Estudiantes de ESO, en una imagen de archivo.
Estudiantes de ESO, en una imagen de archivo.

Aprendí que en cada pupitre hay una historia y que escuchar es la única manera de acercarte a ellas.

Desde que me dieron la oportunidad de colaborar con este medio, he utilizado en varias ocasiones este espacio para escribir sobre cuestiones relacionadas con la educación. De hecho, mi primer artículo se centró en la huelga de deberes y más tarde me hice eco de cómo los ídolos influyen en los adolescentes, del acoso escolar y del uso actual de nuestra lengua. Ahora que se acaba el curso podría centrarme en detallar cómo se ha sufrido la ola de calor en las aulas y la imposibilidad de combatirla con abanicos de papel como algunos propusieron, o en el flaco favor que le hacemos a los alumnos y a la educación en la general, si permitimos que los escolares titulen en la etapa de la Educación Secundaria Obligatoria con dos asignaturas suspensas. Podría pararme en estas cuestiones o en cualquiera de los asuntos que habría que mejorar para dar a la enseñanza el verdadero lugar que se merece.

Sin embargo, con el fin de curso la nostalgia me puede y todo aquello que nubló la profesión queda difuminado hasta el próximo septiembre. Por eso, aunque tengo poco recorrido como profesora y estoy segura de que si mis alumnos me calificasen no llegaría al notable debido a los momentos en los que me pudo la impaciencia, el mal humor o por no cumplir sus expectativas, hoy me parece apropiado ensalzar todo aquello que no sacamos tan a menudo a la luz y que, probablemente, sean los motivos verdaderos que nos hacen estar donde estamos.

Y es que enseñar es también aprender: de los compañeros con experiencia que te recuerdan qué documentos debes cumplimentar y en qué plazos y que te prestan su metodología, técnicas y actividades cuando crees que agotaste todos tus recursos; de los compañeros interinos, los que son como tú, con los que haces piña y con los que más te quejas de todo lo que hay que cambiar y de cómo ha evolucionado todo desde que tú estudiabas, aquellos a los que, además de un buen verano, les deseas un buen destino y mucho trabajo para el siguiente curso; de los profesionales que se implican desde el primer día y luchan contra viento y marea por sacar adelante proyectos alucinantes con los que nuestros adolescentes aprenden no solo contenidos sino también valores.

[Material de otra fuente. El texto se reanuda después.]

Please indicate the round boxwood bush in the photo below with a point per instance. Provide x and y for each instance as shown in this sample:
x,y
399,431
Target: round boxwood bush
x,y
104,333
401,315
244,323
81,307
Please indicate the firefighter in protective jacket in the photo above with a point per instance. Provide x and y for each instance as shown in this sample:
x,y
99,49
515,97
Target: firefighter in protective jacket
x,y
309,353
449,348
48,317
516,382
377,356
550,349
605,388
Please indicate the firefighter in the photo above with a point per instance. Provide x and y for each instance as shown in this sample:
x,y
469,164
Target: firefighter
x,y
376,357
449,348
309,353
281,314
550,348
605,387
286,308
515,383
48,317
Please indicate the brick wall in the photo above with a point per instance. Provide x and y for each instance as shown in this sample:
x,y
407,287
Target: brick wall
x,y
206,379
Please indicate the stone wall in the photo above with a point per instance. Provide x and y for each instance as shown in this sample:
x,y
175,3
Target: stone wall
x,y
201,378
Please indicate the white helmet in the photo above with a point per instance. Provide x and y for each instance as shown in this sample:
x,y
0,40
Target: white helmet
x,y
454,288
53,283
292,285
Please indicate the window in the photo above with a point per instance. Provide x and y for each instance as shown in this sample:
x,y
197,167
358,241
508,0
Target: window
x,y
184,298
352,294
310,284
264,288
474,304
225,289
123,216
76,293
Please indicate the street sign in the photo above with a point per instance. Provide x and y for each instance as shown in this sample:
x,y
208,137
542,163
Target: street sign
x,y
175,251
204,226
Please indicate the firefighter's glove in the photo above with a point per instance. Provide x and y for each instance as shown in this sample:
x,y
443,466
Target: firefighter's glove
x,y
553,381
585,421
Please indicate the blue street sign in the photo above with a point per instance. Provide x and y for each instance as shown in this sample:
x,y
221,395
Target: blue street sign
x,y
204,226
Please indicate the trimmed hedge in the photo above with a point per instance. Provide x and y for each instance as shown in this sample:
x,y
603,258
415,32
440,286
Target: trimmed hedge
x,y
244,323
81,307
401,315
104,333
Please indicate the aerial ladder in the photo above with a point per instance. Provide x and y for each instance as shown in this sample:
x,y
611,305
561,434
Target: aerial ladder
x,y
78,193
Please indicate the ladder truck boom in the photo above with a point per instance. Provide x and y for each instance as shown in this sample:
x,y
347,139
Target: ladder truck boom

Pero hay más. Aprendí que en cada pupitre hay una historia y que escuchar es la única manera de acercarte a ellas; y, a veces, es necesario apartar los contenidos del currículo y dedicar tiempo a hablar de la vida, de la sociedad, de lo que ocurre hoy, de por qué estamos aquí, de lo justo y de lo injusto. Aprendí a escuchar a Rayden o Izal, la música acortó distancias en tiempos difíciles e incluso terminé tarareando ritmos musicales alejados de mis gustos. Observé que hay quienes aman la materia de Lengua castellana y Literatura a su manera: uniendo letras, conformando versos maravillosos, imaginando relatos…o leyendo poesía, la de la nueva generación de autores y cantautores. Y mis artículos y aforismos se inspiraron, alguna vez, en lo ocurrido en un aula.

Mis alumnos me recordaron la importancia de la palabra amistad, a ser leales los unos con los otros incluso en las batallas perdidas, me emocionaron con su unión, con la manera en la que, a estas edades, son capaces de remar en la misma dirección; y, aunque sus quejas no siempre están sustentadas, también me gusta el espíritu de lucha y de revolución que sacan en algunos momentos. Y el miedo a nada, aunque duden de todo. La valentía cuando abrazan, cuando dicen te quiero —te queremos— o te echaremos de menos.

No siempre supe responder a todas sus preguntas ni a tanto cariño, pero lo que sí sé es que cada vez que me dijeron quédate, una parte de mí se quedó, para siempre, con ellos…y que tras cada curso que pasa, y tras cada centro por el que paso, me doy cuenta de que no habrá maletas suficientes para guardar todo lo que me llevo de cada experiencia.